Dalam tahap perencanaan transmigrasi aspek lingkungan telah dipertimbangkan, seperti (1) menggunakan areal hutan yang berstatus hutan yang dapat dikonversi, (2) rekomendasi penggunaan lahan yang sesuai dengan kemampuan tanahnya, (3) pembatasan kelerengan, (4) pertimbangan aspek hidrologi. Sedangkan pada tahap pelaksanaan, pertimbangan aspek lingkungan telah dimasukkan dalam spesifikasi teknis pelaksanaan seperti (1) pengamanan jalur di sepanjang kiri - kanan sungai, (2) pembukaan lahan tanpa bakar, (3) pembukaan lahan secara manual dan/atau secara semi mekanis, (4) pembangunan bendali, konservasi tanah dan air dengan memanfaatkan bahan organik.
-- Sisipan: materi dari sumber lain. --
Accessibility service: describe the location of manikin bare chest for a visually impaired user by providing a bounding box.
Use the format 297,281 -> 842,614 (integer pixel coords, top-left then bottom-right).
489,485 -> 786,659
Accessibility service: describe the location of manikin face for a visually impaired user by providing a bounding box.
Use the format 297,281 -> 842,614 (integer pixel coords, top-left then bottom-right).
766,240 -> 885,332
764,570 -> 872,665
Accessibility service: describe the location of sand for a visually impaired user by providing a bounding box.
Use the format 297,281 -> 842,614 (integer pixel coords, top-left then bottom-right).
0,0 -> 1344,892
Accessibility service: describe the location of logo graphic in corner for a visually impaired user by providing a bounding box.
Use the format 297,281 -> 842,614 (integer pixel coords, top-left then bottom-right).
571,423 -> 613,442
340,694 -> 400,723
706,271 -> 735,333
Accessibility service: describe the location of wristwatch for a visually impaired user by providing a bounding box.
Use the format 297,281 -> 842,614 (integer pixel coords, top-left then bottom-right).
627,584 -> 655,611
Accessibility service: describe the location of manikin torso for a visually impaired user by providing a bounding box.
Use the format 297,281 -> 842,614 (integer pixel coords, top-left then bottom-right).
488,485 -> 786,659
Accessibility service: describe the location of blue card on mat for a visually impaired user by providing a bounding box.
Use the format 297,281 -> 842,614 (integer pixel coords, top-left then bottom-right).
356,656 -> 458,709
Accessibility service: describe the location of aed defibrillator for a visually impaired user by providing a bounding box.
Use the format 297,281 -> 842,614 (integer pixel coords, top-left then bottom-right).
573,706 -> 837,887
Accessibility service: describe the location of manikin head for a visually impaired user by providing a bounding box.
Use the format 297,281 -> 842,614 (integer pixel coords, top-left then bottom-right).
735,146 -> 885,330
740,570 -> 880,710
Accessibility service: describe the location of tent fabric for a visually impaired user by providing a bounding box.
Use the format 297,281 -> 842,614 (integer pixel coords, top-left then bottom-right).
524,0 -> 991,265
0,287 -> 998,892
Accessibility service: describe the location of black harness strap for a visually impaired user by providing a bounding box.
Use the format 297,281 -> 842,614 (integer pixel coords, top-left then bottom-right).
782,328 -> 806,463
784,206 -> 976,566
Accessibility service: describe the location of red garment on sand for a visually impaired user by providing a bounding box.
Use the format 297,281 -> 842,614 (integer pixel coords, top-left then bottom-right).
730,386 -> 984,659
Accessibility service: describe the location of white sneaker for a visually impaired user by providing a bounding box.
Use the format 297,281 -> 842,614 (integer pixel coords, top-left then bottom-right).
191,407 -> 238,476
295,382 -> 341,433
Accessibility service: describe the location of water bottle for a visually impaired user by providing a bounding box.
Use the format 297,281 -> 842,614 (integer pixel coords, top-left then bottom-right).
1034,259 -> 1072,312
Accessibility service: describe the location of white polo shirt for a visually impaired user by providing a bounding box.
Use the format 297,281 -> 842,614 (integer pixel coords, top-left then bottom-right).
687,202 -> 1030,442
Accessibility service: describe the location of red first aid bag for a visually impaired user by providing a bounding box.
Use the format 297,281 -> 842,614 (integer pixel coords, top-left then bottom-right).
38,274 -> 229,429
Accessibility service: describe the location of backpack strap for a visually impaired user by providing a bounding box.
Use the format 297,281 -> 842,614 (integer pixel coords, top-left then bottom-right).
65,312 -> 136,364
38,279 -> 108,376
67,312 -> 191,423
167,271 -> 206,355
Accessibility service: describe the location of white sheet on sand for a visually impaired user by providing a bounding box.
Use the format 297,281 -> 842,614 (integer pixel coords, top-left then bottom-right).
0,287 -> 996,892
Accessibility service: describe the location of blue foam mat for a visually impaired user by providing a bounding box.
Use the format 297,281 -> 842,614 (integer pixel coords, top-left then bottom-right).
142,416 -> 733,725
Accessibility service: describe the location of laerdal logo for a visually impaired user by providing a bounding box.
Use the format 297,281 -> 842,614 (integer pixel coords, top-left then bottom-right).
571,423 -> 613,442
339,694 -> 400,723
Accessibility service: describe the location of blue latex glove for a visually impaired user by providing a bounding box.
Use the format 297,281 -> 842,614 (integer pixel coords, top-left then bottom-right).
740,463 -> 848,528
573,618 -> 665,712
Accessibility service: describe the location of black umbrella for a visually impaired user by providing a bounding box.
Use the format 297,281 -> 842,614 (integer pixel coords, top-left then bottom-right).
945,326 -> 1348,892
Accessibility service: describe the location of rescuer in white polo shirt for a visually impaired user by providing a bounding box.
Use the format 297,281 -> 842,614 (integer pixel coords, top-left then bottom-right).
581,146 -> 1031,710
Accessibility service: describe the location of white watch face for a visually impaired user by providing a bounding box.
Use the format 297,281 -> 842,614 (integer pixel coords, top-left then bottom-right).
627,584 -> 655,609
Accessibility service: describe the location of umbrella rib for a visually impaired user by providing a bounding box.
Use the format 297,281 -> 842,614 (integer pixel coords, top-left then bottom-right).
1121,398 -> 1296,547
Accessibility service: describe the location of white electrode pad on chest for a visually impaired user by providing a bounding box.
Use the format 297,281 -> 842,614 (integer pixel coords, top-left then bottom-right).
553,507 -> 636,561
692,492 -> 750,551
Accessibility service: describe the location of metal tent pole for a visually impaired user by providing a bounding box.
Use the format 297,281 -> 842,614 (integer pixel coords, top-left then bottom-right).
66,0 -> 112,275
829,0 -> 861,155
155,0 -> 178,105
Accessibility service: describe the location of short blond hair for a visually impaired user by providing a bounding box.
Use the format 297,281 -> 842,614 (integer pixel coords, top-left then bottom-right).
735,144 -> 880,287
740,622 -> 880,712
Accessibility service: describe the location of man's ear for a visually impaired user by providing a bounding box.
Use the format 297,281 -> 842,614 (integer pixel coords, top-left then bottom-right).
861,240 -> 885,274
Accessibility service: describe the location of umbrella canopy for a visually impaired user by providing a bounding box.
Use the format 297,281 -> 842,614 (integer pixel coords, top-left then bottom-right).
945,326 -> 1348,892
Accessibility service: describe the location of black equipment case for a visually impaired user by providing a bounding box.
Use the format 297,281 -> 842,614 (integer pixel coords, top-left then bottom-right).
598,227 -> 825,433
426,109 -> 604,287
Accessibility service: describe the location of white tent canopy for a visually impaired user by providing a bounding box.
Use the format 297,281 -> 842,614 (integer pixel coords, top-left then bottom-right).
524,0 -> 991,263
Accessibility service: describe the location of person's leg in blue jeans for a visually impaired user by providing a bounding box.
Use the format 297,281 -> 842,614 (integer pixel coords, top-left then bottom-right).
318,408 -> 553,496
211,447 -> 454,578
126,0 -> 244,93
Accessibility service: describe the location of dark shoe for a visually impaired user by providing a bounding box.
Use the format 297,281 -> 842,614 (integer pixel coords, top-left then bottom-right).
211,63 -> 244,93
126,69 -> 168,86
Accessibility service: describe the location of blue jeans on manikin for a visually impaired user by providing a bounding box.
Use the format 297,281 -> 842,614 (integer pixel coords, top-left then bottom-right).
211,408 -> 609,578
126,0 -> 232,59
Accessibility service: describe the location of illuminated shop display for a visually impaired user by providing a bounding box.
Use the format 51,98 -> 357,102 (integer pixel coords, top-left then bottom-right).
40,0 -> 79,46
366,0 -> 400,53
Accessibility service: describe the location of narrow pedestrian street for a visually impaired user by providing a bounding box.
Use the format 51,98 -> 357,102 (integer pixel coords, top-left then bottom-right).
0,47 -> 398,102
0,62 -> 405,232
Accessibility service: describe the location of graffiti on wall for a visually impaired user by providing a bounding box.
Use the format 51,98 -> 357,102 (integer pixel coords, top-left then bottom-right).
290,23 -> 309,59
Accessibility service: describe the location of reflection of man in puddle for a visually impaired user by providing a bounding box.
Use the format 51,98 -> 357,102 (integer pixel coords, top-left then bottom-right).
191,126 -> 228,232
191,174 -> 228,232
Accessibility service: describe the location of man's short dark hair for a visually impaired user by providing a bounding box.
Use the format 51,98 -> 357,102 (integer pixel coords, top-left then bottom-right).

Dalam tahap pembinaan masyarakat, telah dipertimbangkan aspek pembinaan sosial budaya maupun sosial ekonomi masyarakat seperti pengintegrasian budaya pendatang dengan budaya penduduk setempat, intensifikasi lahan pekarangan dan lahan usaha I, menjalin kemitraan pengusaha dan pembentukan koperasi.
Permasalahan
Meskipun pengintegrasian aspek lingkungan telah dilakukan dalam penyelenggaraan transmigrasi, namun dalam perjalanan pelaksanaannya masih ditemui berbagai kelemahan, terbukti bahwa pada dekade awal 1990-an masih ada beberapa golongan / kelompok masyarakat atau institusi, baik di dalam maupun di luar negeri yang kurang setuju terhadap penyelenggaraan transmigrasi karena program ini dianggap menjadi penyebab timbulnya masalah-masalah sebagai berikut :
1. Memberi sumbangan terhadap pengurangan luas hutan hujan tropis di Indonesia.
2. Memberi sumbangan terhadap proses degradasi lahan dan tidak memanfaatkan lahan secara efisien.
3. Memberi sumbangan terhadap berkurangnya keanekaragaman hayati dan sumber plasma nuftah.
4. Melanggar hak azasi manusia karena setengah memaksa dengan berbagai penerangan dan kampanye agar orang mau bertransmigrasi dengan imbalan tertentu.
5. Menciptakan eksklusifisme dan diskriminasi yang menyebabkan kecemburuan dan memicu terjadinya konflik sosial di daerah transmigrasi.
6. Jawanisasi dan memarjinalkan etnis lokal.
Pernyataan tersebut tidak sepenuhnya benar, tetapi memang dalam pelaksanaannya masih terdapat beberapa kelemahan dalam mengimplementasikan program yang belum sepenuhnya mengikuti ketentuan atau prosedur teknis yang berlaku, lingkungan strategis yang kurang mendukung dan paradigma penyelenggaraan transmigrasi yang tidak sesuai. Timbulnya masalah tersebut di atas disebabkan oleh antara lain sebagai berikut :
1. Penyelenggaraan yang Bersifat Teknosentris dan Sentralistik
Selama ini penentuan kebijakan dan penyusunan program penyelenggaraan transmigrasi banyak dilakukan terpusat di Jakarta dan top down. Selain itu kegiatan penyelenggaraan transmigrasi banyak dianggap sebagai pekerjaan yang bersifat teknis, atau didekati dengan pendekatan yang bersifat teknis. Ketentuan-ketentuan teknis tentang pengaturan perencanaan permukiman, pola usaha, hak transmigran dan pembinaan transmigran dianggap sama dan distandarisasi untuk seluruh Indonesia. Sedangkan para transmigrannya dianggap sebagai obyek yang dapat diatur dimana aspirasinya kurang mendapat perhatian.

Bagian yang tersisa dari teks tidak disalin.